Dementia is primarily a condition of older age and is, therefore, commonly associated with many other age-related conditions, including long-term health conditions. Multi-morbidity is common in people with dementia and, on average, they will experience an additional 4.6 chronic illnesses, many of which will induce pain (Guthrie et al 2012). Nevertheless, family carers often feel ill equipped to manage the complex health needs of the person they care for and frequently do not know what to expect. ‘I’m not a nurse’ is commonly cited by family carers, yet they are relied on to make clinical assessments and judgements about the person they care for. As with George, they have often supported the person with dementia through several episodes of ill health in the past, but the uncertain trajectory of decline (Samsi and Manthorpe 2014) and recovery can be distressing and confusing for families. This can lead to heightened anxiety and apprehension in family carers, compounding the uncertainty about what to do for the best. Pain can potentially be relatively simple to manage in dementia if attention is given to its possibility and assumptions about behavioural change being a natural consequence of dementia are avoided. A free resource to support family carers is published by the National Council for Palliative Care and is available to download.

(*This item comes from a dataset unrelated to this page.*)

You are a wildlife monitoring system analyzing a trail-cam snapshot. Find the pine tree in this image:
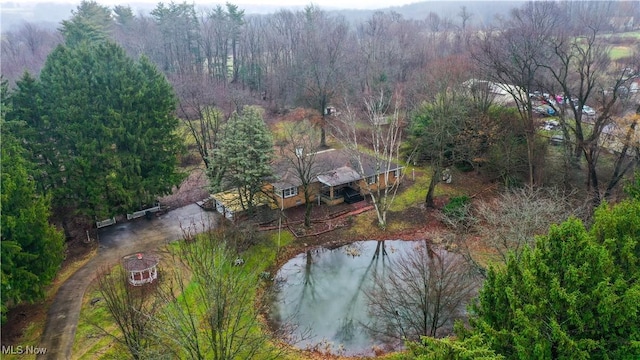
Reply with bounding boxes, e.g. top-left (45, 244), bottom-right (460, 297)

• Pain in dementia is often not complex but where there is little verbal communication and the emphasis is on nurses to determine the presence of pain, behavioural assessment tools can be useful.
• Be aware that a change in behaviour to stillness, quietness and withdrawal can also indicate the presence of pain in a person with dementia.
• Involve family members in your pain assessment to try to ascertain an individual’s past pain indicators and management strategies. Family carers play a vital role in monitoring the health and well-being of a person with dementia.
• Regularly assess for pain to ensure that it remains controlled, to avoid breakthrough pain and to assess whether the analgesia prescribed is having the desired effect.
• Initiate regular analgesic plan and ladder for treatment reviews.